New cameras enforcing speeding could be coming to Arlington school and work zones by the end of this year.
The County Board voted on Saturday to have speed cameras installed throughout the county near schools and on public roads where construction work is ongoing.
Board members heralded the cameras as a tool for protecting children, lowering severe and fatal crashes — an initiative known as Vision Zero — as well as reducing race- and ethnicity-based disparities in traffic enforcement and providing relief to overworked Arlington County Police Department officers.
“The idea that we can keep our community safer, address this behavior and then reduce demand on the police and reduce interactions with police is just a really heartening step for us to take,” said Board Chair Katie Cristol.
The vote follows the passage of state law in 2020 allowing municipalities to install speed cameras.
It also coincides with an anecdotal increase in speeding around schools, according to Board member Libby Garvey (although speed-related crashes in school zones have remained relatively constant at 10 per year, per county data).
“Maybe there hasn’t been a huge increase in crashes, but there has been an increase in bad behavior, and that’s pretty worrisome,” she said. “This is about children and safety.”
Last fall, Arlington County took steps to make school zones safer by lowering speed limits to 20 mph around 13 schools.

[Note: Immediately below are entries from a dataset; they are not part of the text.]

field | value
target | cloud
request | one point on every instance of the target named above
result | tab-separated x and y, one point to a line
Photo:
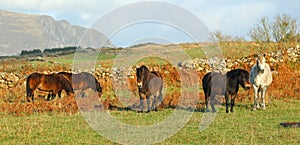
233	17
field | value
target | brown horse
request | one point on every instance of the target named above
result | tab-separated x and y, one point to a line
52	83
82	81
227	85
149	83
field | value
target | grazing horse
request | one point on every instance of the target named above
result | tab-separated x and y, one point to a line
214	83
149	83
82	81
260	78
52	83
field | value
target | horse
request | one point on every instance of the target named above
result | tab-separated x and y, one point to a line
149	84
261	79
227	84
51	83
82	81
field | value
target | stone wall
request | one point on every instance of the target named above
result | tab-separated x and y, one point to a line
10	80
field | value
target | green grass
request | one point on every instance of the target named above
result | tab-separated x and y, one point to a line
241	127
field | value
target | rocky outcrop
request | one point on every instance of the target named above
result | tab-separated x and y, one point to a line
26	32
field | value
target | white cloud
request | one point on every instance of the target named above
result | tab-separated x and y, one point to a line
233	17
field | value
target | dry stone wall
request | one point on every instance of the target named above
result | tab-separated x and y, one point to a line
11	79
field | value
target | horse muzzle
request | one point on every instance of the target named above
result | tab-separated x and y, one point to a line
247	86
140	84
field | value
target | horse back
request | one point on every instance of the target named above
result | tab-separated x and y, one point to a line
33	80
264	78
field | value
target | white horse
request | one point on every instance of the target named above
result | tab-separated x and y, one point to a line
260	78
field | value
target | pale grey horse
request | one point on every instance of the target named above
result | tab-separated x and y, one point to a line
260	78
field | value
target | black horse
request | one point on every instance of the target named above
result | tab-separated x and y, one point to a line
224	84
51	83
81	81
149	83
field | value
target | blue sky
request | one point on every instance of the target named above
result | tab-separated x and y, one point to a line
232	17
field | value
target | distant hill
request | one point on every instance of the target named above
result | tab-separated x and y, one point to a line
26	32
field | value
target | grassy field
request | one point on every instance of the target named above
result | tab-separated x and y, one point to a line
241	127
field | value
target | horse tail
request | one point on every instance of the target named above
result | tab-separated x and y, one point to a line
67	85
29	90
98	88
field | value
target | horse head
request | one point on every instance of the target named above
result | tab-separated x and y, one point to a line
141	74
244	80
261	62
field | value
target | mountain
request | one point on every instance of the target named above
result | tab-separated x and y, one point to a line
26	32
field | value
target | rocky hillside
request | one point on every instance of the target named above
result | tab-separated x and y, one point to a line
23	32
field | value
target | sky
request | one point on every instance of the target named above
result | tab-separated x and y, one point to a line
152	24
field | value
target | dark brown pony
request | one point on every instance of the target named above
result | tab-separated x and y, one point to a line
52	83
149	83
224	84
82	81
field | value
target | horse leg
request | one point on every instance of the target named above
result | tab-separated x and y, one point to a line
206	101
154	103
212	102
227	102
232	102
141	102
28	95
148	103
263	93
59	94
255	90
49	96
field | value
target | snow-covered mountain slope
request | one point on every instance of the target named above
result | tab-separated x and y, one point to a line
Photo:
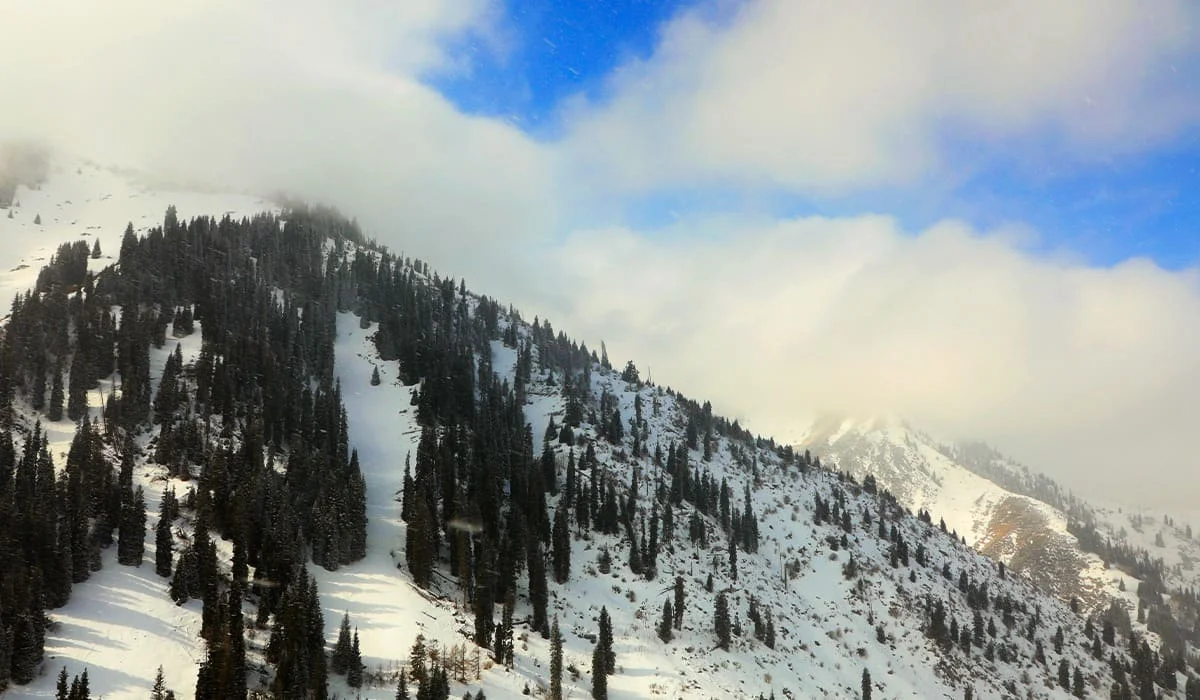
849	580
925	474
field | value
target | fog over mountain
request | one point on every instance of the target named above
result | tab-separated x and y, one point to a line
1086	371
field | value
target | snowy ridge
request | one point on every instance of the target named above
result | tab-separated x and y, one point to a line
834	618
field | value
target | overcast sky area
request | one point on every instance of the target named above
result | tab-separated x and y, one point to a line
978	216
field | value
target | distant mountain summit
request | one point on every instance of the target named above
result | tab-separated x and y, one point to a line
979	494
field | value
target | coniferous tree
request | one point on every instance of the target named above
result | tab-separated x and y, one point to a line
54	411
340	660
605	641
679	597
165	542
667	623
159	692
721	622
599	674
354	666
562	549
556	662
539	594
131	546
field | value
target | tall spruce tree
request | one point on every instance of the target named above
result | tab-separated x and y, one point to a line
721	622
556	662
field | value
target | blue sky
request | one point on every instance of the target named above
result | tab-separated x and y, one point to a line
1139	204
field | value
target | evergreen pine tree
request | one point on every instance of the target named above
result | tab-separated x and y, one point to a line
605	641
667	623
159	692
340	660
562	544
556	662
54	411
721	622
354	666
679	597
599	674
165	544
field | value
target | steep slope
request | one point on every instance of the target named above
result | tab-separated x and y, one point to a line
840	578
925	474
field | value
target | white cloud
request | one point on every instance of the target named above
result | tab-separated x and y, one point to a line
1087	374
834	96
1084	372
318	99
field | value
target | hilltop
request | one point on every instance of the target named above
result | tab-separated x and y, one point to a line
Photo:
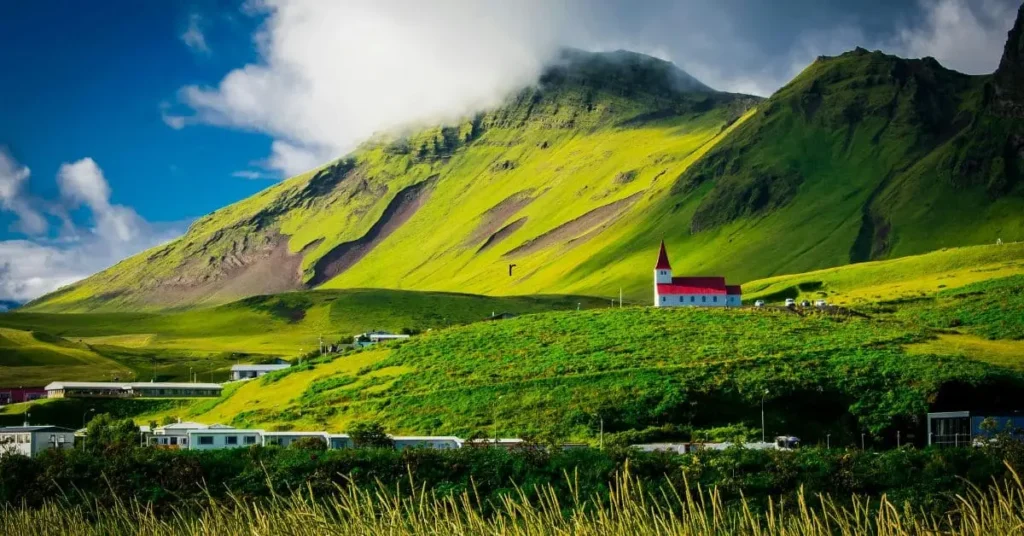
576	179
38	347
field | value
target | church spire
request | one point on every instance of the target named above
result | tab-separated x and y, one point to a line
663	259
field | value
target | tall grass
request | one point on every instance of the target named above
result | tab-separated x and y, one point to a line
630	508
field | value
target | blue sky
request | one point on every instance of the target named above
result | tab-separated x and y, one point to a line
121	121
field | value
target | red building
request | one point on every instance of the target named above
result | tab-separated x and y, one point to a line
15	395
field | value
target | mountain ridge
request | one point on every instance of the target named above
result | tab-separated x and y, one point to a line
577	178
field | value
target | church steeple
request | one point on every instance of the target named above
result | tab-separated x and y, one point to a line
663	271
663	259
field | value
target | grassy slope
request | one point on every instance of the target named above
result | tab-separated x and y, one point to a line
210	340
896	279
567	143
637	368
861	156
29	358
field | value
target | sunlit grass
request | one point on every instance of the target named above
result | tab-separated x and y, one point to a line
631	507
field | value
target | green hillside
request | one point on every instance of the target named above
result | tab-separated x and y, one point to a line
897	279
658	373
208	341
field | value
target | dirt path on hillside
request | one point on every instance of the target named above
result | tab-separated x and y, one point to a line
344	256
574	229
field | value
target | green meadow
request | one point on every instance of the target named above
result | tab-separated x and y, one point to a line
38	347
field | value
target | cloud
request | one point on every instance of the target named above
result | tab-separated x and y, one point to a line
13	177
255	175
31	269
964	36
332	74
194	37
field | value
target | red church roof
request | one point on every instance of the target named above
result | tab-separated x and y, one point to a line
693	286
663	259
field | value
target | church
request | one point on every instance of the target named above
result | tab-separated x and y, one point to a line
698	292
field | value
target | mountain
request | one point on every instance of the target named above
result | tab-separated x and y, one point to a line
570	184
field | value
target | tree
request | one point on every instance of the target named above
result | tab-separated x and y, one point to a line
104	434
309	443
370	436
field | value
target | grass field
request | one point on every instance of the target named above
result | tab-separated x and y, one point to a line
893	280
638	369
38	347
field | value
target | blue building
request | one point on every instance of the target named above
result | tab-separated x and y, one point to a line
957	428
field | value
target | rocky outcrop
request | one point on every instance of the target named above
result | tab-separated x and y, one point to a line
1009	79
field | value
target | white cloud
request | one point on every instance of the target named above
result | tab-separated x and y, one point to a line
962	35
13	177
194	37
30	269
254	175
334	73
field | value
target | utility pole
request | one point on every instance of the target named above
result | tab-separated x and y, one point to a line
763	416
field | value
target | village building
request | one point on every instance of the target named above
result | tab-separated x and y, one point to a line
426	442
373	337
671	291
175	436
214	439
31	441
249	371
115	389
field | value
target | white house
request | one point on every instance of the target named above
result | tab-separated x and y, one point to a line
373	337
700	291
176	436
284	439
30	441
247	371
138	389
426	442
213	439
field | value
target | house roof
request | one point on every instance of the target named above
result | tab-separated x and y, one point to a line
663	259
713	285
26	429
182	425
54	385
247	366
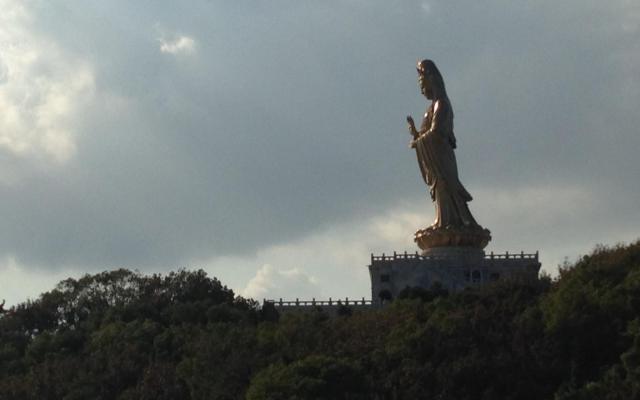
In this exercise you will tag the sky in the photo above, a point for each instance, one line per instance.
(265, 141)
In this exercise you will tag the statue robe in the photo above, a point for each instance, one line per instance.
(437, 161)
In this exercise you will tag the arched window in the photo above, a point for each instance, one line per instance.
(385, 297)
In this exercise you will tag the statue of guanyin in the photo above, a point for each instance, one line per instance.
(434, 143)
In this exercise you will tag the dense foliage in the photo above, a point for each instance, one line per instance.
(122, 335)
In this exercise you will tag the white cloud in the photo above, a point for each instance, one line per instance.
(181, 44)
(270, 282)
(19, 283)
(529, 218)
(42, 90)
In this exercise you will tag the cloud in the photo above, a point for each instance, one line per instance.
(270, 282)
(42, 90)
(181, 44)
(19, 282)
(250, 156)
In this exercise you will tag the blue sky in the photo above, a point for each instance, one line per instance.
(265, 142)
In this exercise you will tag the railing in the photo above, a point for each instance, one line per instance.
(314, 302)
(417, 256)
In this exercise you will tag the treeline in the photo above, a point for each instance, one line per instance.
(123, 335)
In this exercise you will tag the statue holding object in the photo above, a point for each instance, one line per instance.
(434, 142)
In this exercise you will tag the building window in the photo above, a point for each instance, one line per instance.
(385, 297)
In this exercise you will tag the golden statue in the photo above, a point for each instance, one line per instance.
(434, 143)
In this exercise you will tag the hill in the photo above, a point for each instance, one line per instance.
(124, 335)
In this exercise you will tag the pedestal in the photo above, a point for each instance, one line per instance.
(455, 268)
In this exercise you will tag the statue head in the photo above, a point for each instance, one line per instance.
(430, 80)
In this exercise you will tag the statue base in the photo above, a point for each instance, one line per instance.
(475, 237)
(451, 268)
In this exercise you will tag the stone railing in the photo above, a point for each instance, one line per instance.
(319, 303)
(416, 256)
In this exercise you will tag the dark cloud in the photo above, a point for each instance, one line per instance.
(289, 117)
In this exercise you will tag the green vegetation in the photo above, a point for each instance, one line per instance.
(122, 335)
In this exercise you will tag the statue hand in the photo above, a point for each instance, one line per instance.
(412, 127)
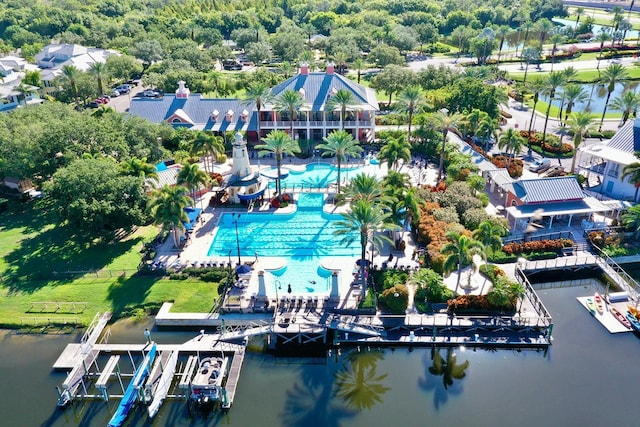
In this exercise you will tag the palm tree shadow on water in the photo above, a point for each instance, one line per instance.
(449, 369)
(324, 398)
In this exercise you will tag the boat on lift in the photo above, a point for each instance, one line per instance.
(131, 393)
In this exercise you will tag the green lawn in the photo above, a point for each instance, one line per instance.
(32, 247)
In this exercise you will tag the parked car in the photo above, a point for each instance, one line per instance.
(125, 88)
(540, 165)
(149, 93)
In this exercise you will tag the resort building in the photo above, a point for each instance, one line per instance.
(312, 121)
(602, 162)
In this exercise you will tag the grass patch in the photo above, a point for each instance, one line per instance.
(32, 247)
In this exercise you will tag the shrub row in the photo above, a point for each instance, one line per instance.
(537, 246)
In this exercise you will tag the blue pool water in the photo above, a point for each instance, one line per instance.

County staff are reviewing best practices, crash data, equity concerns and other local factors to determine where to place the cameras, Vision Zero project manager Christine Baker told the County Board. School zones encompass a 600-foot radius of a school crosswalk or school access point.
“We plan to be strategic and intentional about where we place speed cameras to ensure they’re effective in reducing speeds and promoting fairness and equity as well,” Baker said.
Board members said this should reassure motorists who also travel in D.C. and feel that camera locations are chosen to “trap” them and generate revenue rather than correct behavior.
Here’s what drivers need to know.
When will the program start?
Locations could be selected by this fall and the program could start as soon as cameras and warning signs are installed, either this winter or in early 2023.
Who will get citations?
Anyone going 10 miles per hour over the speed limit. Every citation will be issued after a sworn ACPD officer reviews the footage.
How much will citations cost? What are the other penalties?
Citations for the first 30 days of the program will be warnings that carry no fines. After that, they are $50 a fine, the same as red light-camera violations. The fines will go into the general fund.
Violations will be civil, not criminal, meaning they won’t add points to a person’s driver’s license or be considered for insurance purposes. Drivers can contest the violations.
How much will the program cost?
The program will cost $600,000 a year, and for now, ACPD anticipates the fines will offset the program’s costs, Capt. Albert Kim told the County Board. The costs include the purchase of 10 cameras, which can be moved, camera installation, program operations, ticketing and the salary of the full-time police employee reviewing the footage.
Where can I learn more about speed cameras?
Information in multiple languages will be available on the county website. The county will increase communication about the program through community email lists and the communication channels of APS and ACPD as the start date draws closer.
How will my data be protected?
State law requires Arlington police and the third-party vendor to delete footage and shred physical documents with personally identifiable information within a certain time frame: 60 days of reviewing the footage and determining the driver wasn’t speeding, or within 60 days of a driver paying a fine, Kim said.